Every quarter I have to do the annoying task of doing my VAT return. I have to go through all the payments I have made for the quarter and get all invoices manually, which is a hassle as I have to log into all sorts of dashboards to download them. And as it is only each quarter, I keep forgetting where to get some of them.

So I figured Claude Cowork could help me fix this by asking it to pull the last quarter’s invoices from my subscriptions.

I started out by just asking Claude Cowork to handle this in a very basic way with a simple prompt. Then Claude asked me to set some permissions because it needed computer use. So I gave them and had to set the permissions in macOS.

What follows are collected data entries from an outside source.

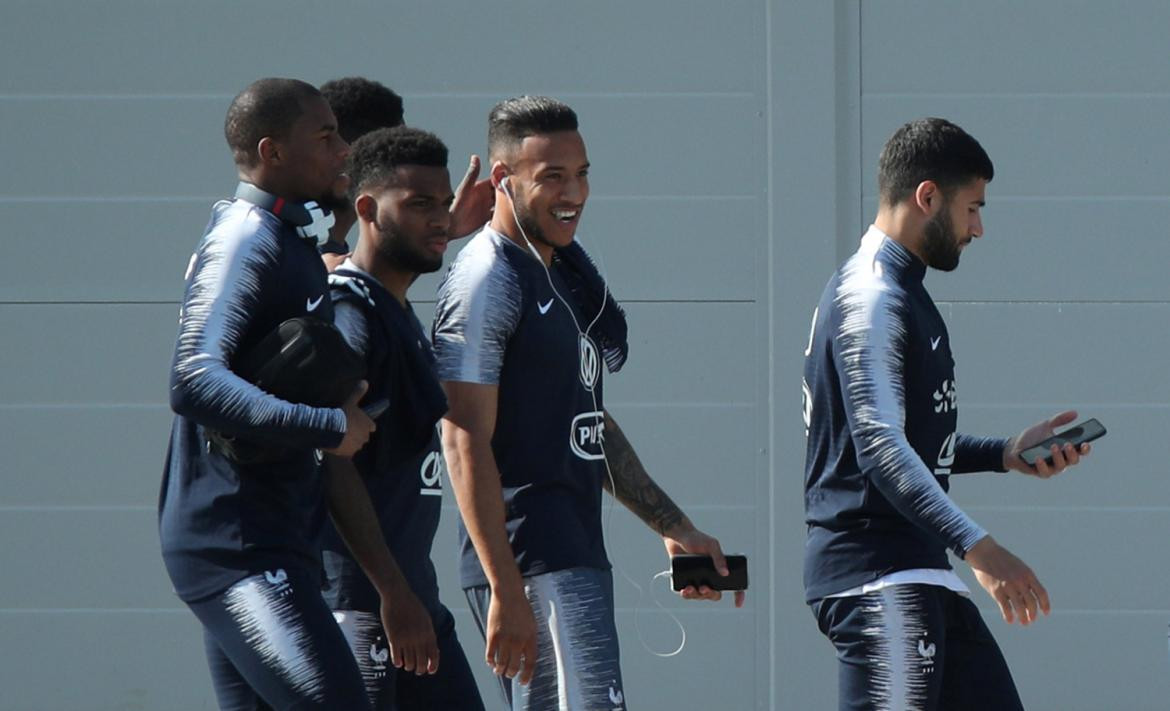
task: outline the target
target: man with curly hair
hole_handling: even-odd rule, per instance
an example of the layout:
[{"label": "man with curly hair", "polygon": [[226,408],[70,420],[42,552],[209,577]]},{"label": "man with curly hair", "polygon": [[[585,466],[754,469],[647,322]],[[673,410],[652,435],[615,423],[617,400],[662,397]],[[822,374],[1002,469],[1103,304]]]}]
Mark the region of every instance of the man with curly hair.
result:
[{"label": "man with curly hair", "polygon": [[377,589],[341,537],[327,531],[325,597],[374,708],[476,711],[483,704],[430,557],[445,468],[436,425],[447,398],[407,299],[419,274],[442,266],[447,249],[454,200],[447,147],[418,129],[378,129],[354,143],[348,169],[359,238],[330,279],[334,319],[366,361],[367,399],[389,405],[352,460],[330,457],[328,464],[356,468],[365,481],[393,553],[393,583],[379,620]]},{"label": "man with curly hair", "polygon": [[[337,117],[337,130],[346,143],[353,143],[370,131],[403,124],[402,97],[372,79],[333,79],[321,85],[321,93],[332,107]],[[472,155],[451,206],[451,234],[454,237],[470,234],[491,217],[491,184],[487,180],[477,180],[479,169],[479,156]],[[344,196],[348,182],[342,178],[334,193]],[[329,240],[321,246],[321,255],[325,266],[333,270],[349,255],[346,237],[357,221],[357,215],[353,204],[345,197],[339,197],[329,208],[334,211],[336,222],[329,231]]]}]

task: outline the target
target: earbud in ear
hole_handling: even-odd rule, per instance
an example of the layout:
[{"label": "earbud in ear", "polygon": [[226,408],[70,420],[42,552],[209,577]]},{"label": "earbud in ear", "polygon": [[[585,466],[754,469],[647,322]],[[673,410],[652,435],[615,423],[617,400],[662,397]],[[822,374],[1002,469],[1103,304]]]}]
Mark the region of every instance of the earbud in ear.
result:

Let’s see if it gets something done that is worthwhile and makes my life actually easier. I asked Claude to download the OpenAI invoices of the last quarter and send them to a custom email address my accounting software uses to import an invoice.

It started by asking me whether this should be a scheduled task, which sounded good because this is something that comes back every quarter. And so it makes sense to have this automated and scheduled. The funny thing is that the scheduling was done before it actually worked correctly.

Before we started I set the model to Sonnet 4.6 instead of the newly released Opus 4.7, because I knew computer use was going to be a drain for my usage limits. And boy, was I confirmed in my beliefs that this would become a problem. After 20 minutes of Claude going around in circles I checked my usage limits, and I was already through half of my 5 hour usage limit. Ugh. Here we go again.

About 5 minutes later Claude asked me to download the 3 invoices manually from the OpenAI website. Mission failed. A second run went in loops. Only when I pushed Claude to think harder did it finally manage to download the invoices and send them to the email address. A win, technically.

It took me an hour. Manually: two minutes.

Key Insight

I kept going, even though I spent way too much time already. I could have stopped after 20 minutes when I checked my usage. But I didn’t. So I spent another 40 minutes making a small loss of time into a big loss.